É preciso buscar, resgatar, do esquecimento e da calúnia as experiências anarquistas, em Russia, Alemanha, Cuba e em todas partes. Com os oprimidos, parte dos oprimidos, companheires, nunca dirigentes, nunca acima. Povos em armas que defenderam, anárquicos, suas comunas sem dinheiro contra todos os exércitos… Movimentos espontâneos dos oprimidos que anulavam o capitalismo nas ações, diretamente por sua ação direta, sem intermediários, sem governos.

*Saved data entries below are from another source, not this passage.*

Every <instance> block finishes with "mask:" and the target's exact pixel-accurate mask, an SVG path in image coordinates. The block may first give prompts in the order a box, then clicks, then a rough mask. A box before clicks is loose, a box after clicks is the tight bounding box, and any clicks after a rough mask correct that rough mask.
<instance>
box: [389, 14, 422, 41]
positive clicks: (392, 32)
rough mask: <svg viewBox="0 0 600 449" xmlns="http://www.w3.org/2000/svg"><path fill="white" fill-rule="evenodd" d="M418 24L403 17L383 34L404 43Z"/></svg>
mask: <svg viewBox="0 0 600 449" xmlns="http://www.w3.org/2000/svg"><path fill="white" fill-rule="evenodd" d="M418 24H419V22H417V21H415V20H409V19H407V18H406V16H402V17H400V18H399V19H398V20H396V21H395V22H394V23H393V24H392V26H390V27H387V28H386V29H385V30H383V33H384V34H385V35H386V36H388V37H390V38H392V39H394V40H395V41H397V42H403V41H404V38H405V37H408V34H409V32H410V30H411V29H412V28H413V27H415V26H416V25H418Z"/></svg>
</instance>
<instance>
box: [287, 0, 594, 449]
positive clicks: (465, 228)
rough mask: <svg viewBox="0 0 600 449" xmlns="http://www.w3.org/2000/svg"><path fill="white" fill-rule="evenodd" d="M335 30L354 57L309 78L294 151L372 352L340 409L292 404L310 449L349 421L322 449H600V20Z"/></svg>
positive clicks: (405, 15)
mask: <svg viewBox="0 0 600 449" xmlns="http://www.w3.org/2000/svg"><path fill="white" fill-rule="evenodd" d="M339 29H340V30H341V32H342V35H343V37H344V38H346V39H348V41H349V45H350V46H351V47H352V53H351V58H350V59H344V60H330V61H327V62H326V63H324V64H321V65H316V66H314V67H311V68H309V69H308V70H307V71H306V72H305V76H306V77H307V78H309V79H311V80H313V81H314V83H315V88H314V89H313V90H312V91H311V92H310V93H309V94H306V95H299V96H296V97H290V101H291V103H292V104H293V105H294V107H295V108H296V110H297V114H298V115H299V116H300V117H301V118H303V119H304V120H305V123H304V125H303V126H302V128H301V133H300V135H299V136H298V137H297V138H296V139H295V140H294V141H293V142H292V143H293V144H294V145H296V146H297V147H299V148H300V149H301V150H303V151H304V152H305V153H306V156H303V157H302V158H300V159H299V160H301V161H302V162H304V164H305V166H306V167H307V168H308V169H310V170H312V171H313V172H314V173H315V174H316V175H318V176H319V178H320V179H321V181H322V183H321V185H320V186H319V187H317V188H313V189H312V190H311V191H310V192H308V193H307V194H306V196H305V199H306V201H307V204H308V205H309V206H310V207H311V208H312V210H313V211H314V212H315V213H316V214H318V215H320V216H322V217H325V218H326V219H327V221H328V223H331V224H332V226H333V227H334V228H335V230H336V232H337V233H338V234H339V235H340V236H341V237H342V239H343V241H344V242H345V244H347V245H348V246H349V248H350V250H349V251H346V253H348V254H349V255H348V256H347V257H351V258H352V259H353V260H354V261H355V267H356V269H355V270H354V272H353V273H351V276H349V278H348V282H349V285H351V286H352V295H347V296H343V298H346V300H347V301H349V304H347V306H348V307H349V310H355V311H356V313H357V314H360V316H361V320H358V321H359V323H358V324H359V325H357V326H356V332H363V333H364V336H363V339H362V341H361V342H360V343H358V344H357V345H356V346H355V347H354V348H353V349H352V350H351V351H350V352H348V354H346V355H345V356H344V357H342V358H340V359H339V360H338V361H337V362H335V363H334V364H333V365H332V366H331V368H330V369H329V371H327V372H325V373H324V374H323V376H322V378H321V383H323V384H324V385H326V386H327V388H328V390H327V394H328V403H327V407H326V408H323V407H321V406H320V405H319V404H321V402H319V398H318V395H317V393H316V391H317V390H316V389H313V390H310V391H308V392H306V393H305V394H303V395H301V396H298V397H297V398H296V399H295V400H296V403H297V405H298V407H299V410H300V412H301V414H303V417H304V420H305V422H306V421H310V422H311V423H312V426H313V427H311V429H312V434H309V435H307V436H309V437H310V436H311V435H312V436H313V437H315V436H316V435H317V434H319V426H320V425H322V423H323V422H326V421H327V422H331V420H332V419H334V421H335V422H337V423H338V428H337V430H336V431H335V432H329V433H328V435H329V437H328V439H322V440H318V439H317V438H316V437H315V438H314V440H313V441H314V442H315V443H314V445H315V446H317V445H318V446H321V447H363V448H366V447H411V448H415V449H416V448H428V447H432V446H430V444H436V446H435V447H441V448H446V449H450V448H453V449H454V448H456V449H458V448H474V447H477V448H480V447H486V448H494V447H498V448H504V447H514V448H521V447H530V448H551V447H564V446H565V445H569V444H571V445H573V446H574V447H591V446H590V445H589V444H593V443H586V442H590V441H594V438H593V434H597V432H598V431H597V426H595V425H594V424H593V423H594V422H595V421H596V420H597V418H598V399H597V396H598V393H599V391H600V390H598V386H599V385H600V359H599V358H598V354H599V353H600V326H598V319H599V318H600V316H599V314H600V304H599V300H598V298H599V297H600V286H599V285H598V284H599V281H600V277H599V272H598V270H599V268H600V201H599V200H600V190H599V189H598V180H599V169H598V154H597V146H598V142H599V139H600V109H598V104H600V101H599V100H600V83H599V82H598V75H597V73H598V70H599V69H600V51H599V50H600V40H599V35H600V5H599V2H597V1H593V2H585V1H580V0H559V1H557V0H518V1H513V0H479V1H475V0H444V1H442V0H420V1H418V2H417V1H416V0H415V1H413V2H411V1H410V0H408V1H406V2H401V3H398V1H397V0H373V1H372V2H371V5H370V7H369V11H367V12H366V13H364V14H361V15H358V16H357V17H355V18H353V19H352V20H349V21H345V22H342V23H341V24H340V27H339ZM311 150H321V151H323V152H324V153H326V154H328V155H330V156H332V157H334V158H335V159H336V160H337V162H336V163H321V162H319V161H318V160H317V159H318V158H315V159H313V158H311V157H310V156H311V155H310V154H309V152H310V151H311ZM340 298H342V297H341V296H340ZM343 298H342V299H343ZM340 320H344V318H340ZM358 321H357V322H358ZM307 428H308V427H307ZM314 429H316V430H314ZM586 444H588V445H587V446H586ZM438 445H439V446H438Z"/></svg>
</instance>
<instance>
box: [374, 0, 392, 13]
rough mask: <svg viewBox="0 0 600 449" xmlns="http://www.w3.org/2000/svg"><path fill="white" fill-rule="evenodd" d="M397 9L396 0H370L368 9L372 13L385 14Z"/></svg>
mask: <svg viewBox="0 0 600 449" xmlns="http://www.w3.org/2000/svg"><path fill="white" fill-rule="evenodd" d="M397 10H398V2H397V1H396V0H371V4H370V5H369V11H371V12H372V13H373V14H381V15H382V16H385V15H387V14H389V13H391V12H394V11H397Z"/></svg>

Haveriam conseguido se outra parte desses povos não tivesse sido arriada pela esquerda, que como sempre, trata, tratou e tratará de manipular e transar para ‘levar a água a seu moínho’: o moínho do Poder. “À liberdade pela liberdade” afirmava a epígrafe de uma publicação anarquista em Cuba nos anos 50. Nesse momento e lugar como em outros, companheires que encarnaram uma resistência ofensiva contra o opressor, uma vez derrotado Batista, foram sequestrados em prisões e centros de trabalho forçado, fuzilados, torturados por quem se adjudicava a revolução, o novo Poder, a esquerda.
Digam o que digam os políticos, os chefes, os que governam e os que querem ser os novos governantes… e também os apáticos, os lacaios, os submissos, os indiferentes… a luta contra toda autoridade, o anarquismo, por seu conteúdo sempre em fértil movimento em direção a liberdade, foi é e será a única possibilidade para uma mudança realmente revolucionária.
retirado da revista “organización sin autoridad”, n. 3, Buenos Aires agosto de 2012.